Do not resuscitate (DNR) policy
If the hospital has a clear policy then it must be followed in the HPCU. If not then one must prepared for the HPCU and presented to senior medical / nursing staff meetings for explanation and approval. There is likely to be vigorous opposition to what many would see as nihilism in the HPCU. (“You can’t just let someone die – it’s our duty to keep them alive by all means known to us.”)
Auditing a HPCU
The need for clinical and management audit is as great as, if not more than, in any other palliative care service. It should be given the highest priority, its records kept transparent for all to see and question.
Professional stress in a HPCU
The stress experienced by those working in a HPCU is no greater than in any other palliative care service except in one respect – they are working in a unit within a hospital where there may be little if any understanding of what palliative care is.
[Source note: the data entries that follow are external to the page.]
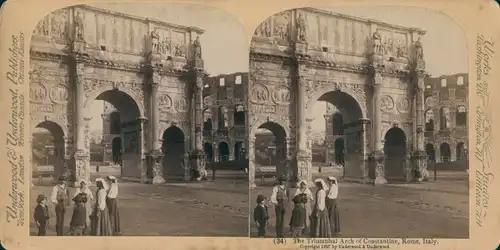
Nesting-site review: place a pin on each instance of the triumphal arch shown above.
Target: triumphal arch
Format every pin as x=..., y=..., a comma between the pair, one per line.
x=150, y=71
x=373, y=72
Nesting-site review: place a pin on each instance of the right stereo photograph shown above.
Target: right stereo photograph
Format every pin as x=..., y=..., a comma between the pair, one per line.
x=357, y=119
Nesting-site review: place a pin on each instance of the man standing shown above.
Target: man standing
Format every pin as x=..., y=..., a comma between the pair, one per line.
x=280, y=198
x=60, y=197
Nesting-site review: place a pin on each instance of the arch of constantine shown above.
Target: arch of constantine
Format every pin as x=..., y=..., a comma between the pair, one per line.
x=372, y=72
x=150, y=71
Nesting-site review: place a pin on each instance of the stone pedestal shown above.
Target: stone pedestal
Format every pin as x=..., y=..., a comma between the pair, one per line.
x=419, y=162
x=156, y=163
x=304, y=164
x=378, y=158
x=82, y=167
x=197, y=160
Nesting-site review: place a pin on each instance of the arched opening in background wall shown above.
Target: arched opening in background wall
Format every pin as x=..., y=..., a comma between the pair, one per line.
x=223, y=152
x=239, y=115
x=445, y=151
x=395, y=151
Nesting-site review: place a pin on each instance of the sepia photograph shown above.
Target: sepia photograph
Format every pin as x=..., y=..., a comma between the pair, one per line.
x=358, y=125
x=138, y=122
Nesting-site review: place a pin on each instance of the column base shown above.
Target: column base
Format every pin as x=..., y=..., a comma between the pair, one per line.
x=82, y=168
x=197, y=161
x=156, y=162
x=304, y=165
x=419, y=166
x=378, y=159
They will find that what they do is often misunderstood, seen as sentimental and unscientific, but at the same time other nurses and junior doctors in the hospital may envy their job satisfaction in the HPCU.
Staff may be more than usually anxious about what standard of care patients will receive when they leave the HPCU. Nurses in particular may resent the fast through-put of patients in the HPCU, feeling that a longer spell there would have been good for them.